In The American Dream 2.0 geven de rijken grote delen van hun vermogen aan goede doelen

Je hoeft maar te kijken naar de deelnemers aan allerlei loterijen, om te weten: een bestaan als miljonair is de droom van velen. Een gevulde bankrekening is immers, zo denken we, het paspoort voor een gedroomd luxeleven. Een bestaan zoals je dat vroeger in de bioscoop zag, in de Peter Stuyvesant commercials: Zorgeloos, zonovergoten, en rijkelijk besprenkeld met drank en mooie mensen.

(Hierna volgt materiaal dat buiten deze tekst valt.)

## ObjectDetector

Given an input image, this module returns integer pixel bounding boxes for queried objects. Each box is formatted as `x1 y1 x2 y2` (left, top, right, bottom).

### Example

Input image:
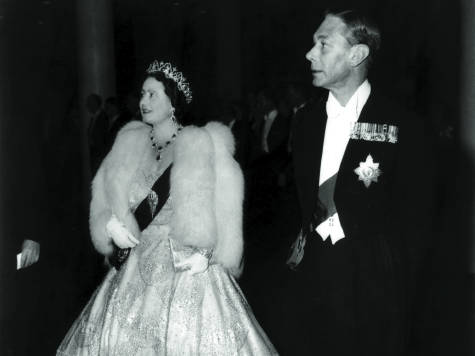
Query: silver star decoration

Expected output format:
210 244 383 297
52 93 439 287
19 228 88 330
354 155 383 188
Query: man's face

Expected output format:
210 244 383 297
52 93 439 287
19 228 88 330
305 15 352 90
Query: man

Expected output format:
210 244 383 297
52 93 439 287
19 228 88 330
292 11 436 356
104 97 129 155
86 94 109 176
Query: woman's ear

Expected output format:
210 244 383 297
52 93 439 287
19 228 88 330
350 43 369 67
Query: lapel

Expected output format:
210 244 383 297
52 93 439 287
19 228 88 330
305 98 327 188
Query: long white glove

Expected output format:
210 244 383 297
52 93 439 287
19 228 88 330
106 215 140 248
175 252 209 275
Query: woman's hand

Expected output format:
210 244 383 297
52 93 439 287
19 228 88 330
175 252 209 275
20 240 40 268
106 215 139 248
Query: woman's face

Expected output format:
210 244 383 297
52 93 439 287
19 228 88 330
140 77 172 125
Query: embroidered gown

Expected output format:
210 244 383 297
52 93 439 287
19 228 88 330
57 159 277 356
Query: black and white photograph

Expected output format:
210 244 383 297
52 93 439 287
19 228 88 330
0 0 475 356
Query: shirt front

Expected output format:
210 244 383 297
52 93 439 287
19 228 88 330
316 80 371 244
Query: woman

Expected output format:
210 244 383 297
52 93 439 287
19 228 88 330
57 61 276 356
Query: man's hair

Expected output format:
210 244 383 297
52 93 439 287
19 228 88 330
324 10 381 67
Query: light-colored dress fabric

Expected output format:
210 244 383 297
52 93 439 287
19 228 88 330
57 194 277 356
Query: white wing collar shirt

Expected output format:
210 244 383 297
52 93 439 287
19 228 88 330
315 80 371 244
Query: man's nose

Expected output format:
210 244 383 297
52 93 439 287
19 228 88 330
305 48 315 61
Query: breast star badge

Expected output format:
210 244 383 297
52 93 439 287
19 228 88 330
354 155 383 188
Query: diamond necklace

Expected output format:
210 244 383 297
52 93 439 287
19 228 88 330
150 126 183 161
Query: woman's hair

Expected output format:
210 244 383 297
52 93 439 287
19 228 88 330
324 10 381 65
144 72 187 125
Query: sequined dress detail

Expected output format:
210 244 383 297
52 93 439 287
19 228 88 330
57 165 277 356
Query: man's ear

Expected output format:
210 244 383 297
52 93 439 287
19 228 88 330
350 43 369 67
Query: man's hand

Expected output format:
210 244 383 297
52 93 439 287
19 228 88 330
20 240 40 268
175 253 209 275
106 215 139 248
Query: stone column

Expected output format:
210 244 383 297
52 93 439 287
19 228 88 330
215 0 242 100
460 0 475 273
76 0 116 185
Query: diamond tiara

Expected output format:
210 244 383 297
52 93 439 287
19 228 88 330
147 60 193 104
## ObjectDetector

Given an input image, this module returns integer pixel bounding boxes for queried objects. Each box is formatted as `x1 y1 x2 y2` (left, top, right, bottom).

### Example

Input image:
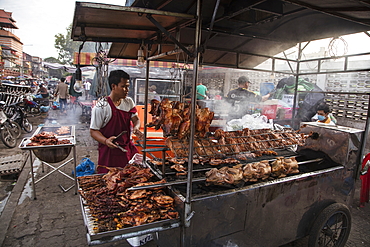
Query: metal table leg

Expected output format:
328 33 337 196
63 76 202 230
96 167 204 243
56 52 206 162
30 150 36 200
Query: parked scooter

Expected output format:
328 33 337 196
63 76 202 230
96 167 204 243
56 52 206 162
0 101 22 148
23 97 41 116
8 102 33 133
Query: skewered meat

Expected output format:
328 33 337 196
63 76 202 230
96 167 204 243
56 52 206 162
148 98 214 139
284 157 299 174
27 131 71 146
177 120 190 139
206 166 243 185
78 164 179 233
271 157 287 178
170 164 186 174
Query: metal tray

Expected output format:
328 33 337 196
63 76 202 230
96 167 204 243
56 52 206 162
19 136 76 150
77 174 183 245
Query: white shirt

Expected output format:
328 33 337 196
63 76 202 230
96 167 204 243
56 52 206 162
90 97 137 130
85 81 91 90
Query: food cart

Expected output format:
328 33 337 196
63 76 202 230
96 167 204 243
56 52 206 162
72 1 368 246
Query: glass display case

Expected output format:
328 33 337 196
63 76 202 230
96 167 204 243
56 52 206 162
134 79 181 105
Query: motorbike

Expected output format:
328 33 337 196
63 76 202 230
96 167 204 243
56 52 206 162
23 97 41 116
0 101 22 148
8 102 33 133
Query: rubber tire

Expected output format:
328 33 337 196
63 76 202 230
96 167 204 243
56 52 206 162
308 203 352 247
30 107 41 116
0 123 17 148
11 121 22 139
22 118 33 133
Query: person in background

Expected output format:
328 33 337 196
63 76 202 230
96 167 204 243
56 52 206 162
54 77 68 114
37 84 49 99
84 80 91 99
226 76 270 119
84 80 91 99
227 76 270 103
197 81 208 100
148 85 161 102
90 70 143 173
312 103 337 125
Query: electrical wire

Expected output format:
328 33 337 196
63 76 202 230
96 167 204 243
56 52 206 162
328 37 348 58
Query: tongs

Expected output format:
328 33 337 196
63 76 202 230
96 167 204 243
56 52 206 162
113 130 127 153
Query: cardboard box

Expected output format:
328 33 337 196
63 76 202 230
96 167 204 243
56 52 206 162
262 105 278 119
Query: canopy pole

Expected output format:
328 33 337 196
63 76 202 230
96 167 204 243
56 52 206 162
143 45 151 163
182 0 202 246
291 43 302 129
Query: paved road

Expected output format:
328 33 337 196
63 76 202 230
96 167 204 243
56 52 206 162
0 106 370 247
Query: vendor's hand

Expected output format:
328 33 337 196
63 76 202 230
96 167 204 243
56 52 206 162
104 136 118 148
132 128 144 140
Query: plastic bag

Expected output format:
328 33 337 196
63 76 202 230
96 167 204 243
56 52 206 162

Als je doorvraagt waarom mensen graag rijk willen worden, noemen mensen vaak ‘vrijheid’ als belangrijkste drijfveer.
Maar als je mensen spreekt die hun eerste miljoenen al veilig op de bank hebben staan, blijkt dat rijkdom vooral andere emoties oproept.
Ik noem u:

ANGST! Hoe groter het bezit, hoe reëler de angst om daarvan iets te verliezen. Een fraaie indicator voor die angst is de groei van de particuliere beveiligingsindustrie.
 
ARROGANTIE. Denk maar eens aan de vanzelfsprekendheid waarmee veel grootverdieners het beste tafeltje in het beste restaurant ‘opeisen’. Of aan al die succesvolle zelfdoeners die het lezingencircuit bevolken met hun eigen succesformule. Tegen vorstelijke betaling komen ze even uitleggen hoe hun gehoor net zo geslaagd zou kunnen worden. Alsof er een geheim recept is voor rijkdom, waarvan alleen zij de ingrediënten kennen. Zelfs Dirk Scheringa is in dat lezingencircuit actief – het is te hopen dat hij in de zaal niet te veel voormalige klanten tegelijk tegen komt.
 
AFSTOMPING. Na hoeveel sportauto’s is het nieuwste model nog een aankoop waard? Zelfs de grootste garage staat een keertje vol. In Amerika bestaat een term voordat gevoel (of beter, die gevoelsarmoede): Wealth Fatigue Syndrome: geestelijke vermoeidheid door financiële welstand. Daardoor nemen rijkaards vaker dan gemiddeld overdreven risico’s. Treden gok- en andere verslavingen op. Is sprake van desinteresse in de noden van behoeftigen. Zonderen rijkaards zich veilig af achter slagboom en hoge muur.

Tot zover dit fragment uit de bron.